📜  pandas split groupby - Python (1)

📅  最后修改于: 2023-12-03 15:03:28.562000             🧑  作者: Mango

Pandas Split Groupby - Python

Pandas is a powerful data manipulation library in Python which provides extensive tools to work with data frames. In this article, we will discuss the Pandas Split Groupby method which is used to group data frames based on one or more attributes.

Groupby method

The groupby() method is used to split the data frame into groups based on one or more attributes. This function returns a groupby object which can be used to apply different operations on the groups. The groupby() function can be used in conjunction with many other functions like sum, mean, aggregate, apply, etc.

Syntax
data_frame.groupby(by=None, axis=0, level=None, as_index=True, sort=True, group_keys=True, squeeze=False, **kwargs)
Parameters
  • by – mapping, function, label, or list of labels. This parameter defines the criteria on which to group the data frame. It can take multiple forms.

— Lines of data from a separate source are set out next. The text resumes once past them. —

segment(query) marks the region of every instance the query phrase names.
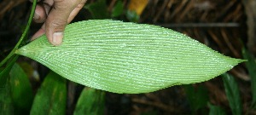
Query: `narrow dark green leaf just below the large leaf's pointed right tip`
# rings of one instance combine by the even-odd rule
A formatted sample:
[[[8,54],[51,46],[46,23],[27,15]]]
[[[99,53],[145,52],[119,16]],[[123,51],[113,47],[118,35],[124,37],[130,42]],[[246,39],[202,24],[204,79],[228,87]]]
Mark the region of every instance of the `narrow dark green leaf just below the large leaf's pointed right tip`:
[[[223,81],[225,93],[230,103],[230,108],[233,115],[241,115],[241,99],[235,78],[228,73],[224,73]]]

  • axis – integer or string type value, defining the axis to apply, i.e. 0 or ‘index’ for row; 1 or ‘columns’ for column.

  • level – if the axis is a multi-index (hierarchical), group by a particular level or levels.

  • as_index – boolean type, if True, the group keys will become the index of the results.

  • sort – boolean type, sort group keys.

  • group_keys – boolean type, make keys in result as the group names.

  • squeeze – boolean type, reduce dimensionality of the returned result.

Example Use Case
import pandas as pd

# create data frame
data = {'Group': ['A', 'A', 'B', 'B', 'C', 'C'], 'Sales': [100, 150, 200, 250, 300, 350]}

df = pd.DataFrame(data)

# group by group label
grouped = df.groupby('Group')

# display group data frames
for group, df_group in grouped:
    print(group)
    print(df_group)

Output:

A

Group Sales

0 A 100

1 A 150

B

Group Sales

2 B 200

3 B 250

C

Group Sales

4 C 300

5 C 350

Conclusion

The Pandas Split Groupby method is a powerful tool to group data frames based on specific criteria. It can be used in conjunction with other functions to provide efficient data manipulation operations.